Tutorial: Essentials of Fuzzy Networks

The tutorial focuses on the theoretical essentials of fuzzy networks and highlights some recent research results of the presenters as the ones from the publications listed below. Fuzzy networks are similar to neural networks in terms of general structure. However, their nodes and connections are different. The nodes of fuzzy networks are fuzzy systems represented by rule bases and the connections between the nodes are outputs from and inputs to these rule bases. In this context, apart from being a structural counterpart for a neural network, a fuzzy network is also a conceptual generalisation of a fuzzy system.

[1] A.Gegov, Fuzzy Networks for Complex Systems: A Modular Rule Base Approach, Series in Studies in Fuzziness and Soft Computing (Springer, Berlin, 2011)

[2] F.Arabikhan, Telecommuting Choice Modelling using Fuzzy Rule Based Networks, PhD Thesis (University of Portsmouth, UK, 2017)

[3] A.Gegov, F.Arabikhan and N.Petrov, Linguistic composition based modelling by fuzzy networks with modular rule bases, Fuzzy Sets and Systems 269 (2015) 1-29

[4] X.Wang, A.Gegov, F.Arabikhan, Y.Chen and Q.Hu, Fuzzy network based framework for software maintainability prediction, Uncertainty, Fuzziness and Knowledge Based Systems 27/5 (2019) 841-862

[5] A.Yaakob, A.Serguieva and A.Gegov, FN-TOPSIS: Fuzzy networks for ranking traded equities, IEEE Transactions on Fuzzy Systems 25/2 (2016) 315-332

[6] A.Yaakob, A.Gegov and S.Rahman, Fuzzy networks with rule base aggregation for selection of alternatives, Fuzzy Sets and Systems 341 (2018) 123-144

Tutorial Outline

Fuzzy networks have an underlying two-dimensional grid structure with horizontal levels and vertical layers.
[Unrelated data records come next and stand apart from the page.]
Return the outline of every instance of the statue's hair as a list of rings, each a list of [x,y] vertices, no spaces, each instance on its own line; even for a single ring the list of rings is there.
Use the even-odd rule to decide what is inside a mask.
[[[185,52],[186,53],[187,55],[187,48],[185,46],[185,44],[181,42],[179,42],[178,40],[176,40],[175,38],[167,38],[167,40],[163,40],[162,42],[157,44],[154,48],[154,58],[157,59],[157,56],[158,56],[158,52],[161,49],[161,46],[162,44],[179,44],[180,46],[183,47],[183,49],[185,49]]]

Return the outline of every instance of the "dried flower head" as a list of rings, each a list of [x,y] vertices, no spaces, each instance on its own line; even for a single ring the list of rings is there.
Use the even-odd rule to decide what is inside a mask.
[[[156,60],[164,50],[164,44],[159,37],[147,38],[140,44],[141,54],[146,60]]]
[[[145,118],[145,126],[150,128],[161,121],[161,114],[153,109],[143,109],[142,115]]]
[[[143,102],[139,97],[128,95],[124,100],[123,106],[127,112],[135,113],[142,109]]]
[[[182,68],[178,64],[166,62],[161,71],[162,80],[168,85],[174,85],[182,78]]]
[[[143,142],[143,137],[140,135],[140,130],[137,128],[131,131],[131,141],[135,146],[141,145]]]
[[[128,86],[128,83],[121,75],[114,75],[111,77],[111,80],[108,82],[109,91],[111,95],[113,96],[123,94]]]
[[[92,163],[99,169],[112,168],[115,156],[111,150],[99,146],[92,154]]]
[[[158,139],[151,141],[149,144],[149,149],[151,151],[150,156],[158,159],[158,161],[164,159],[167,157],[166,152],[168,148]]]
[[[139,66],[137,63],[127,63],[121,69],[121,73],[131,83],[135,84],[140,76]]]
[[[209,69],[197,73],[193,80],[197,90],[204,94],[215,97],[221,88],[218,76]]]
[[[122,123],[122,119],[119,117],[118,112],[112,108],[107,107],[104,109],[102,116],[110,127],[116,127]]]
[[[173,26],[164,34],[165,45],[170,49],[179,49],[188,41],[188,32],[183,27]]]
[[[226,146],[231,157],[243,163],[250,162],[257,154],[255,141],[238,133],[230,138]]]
The levels represent spatial hierarchy in terms of network breadth and the layers represent temporal hierarchy in terms of network depth. The nodes of fuzzy networks are modelled by Boolean matrices or binary relations. The connections between the nodes are modelled by block schemes or topological expressions. Each network node is located in a cell within the underlying grid structure. Nodes in fuzzy networks are manipulated by merging and splitting operations. The merging operations are for network analysis and the splitting operations are for network design. These operations are used for converting a fuzzy network into a fuzzy system and vice versa. The operations are illustrated on feedforward and feedback fuzzy networks. Feedforward networks include combinations of narrow/broad and shallow/deep network structures. Feedback networks include combinations of single/multiple and local/global feedback loops. Fuzzy networks are applied to case studies from engineering, computing, transport and finance. They are validated successfully against standard and hierarchical fuzzy systems. The validation uses performance evaluation indicators for feasibility, accuracy, efficiency, transparency.

Tutorial Length and Level

Two hours, introductory level.

Tutorial Learning Outcomes

Tutorial participants will become familiar with the main concepts in fuzzy networks and their applications in several areas. They will be able to start using fuzzy networks in their research.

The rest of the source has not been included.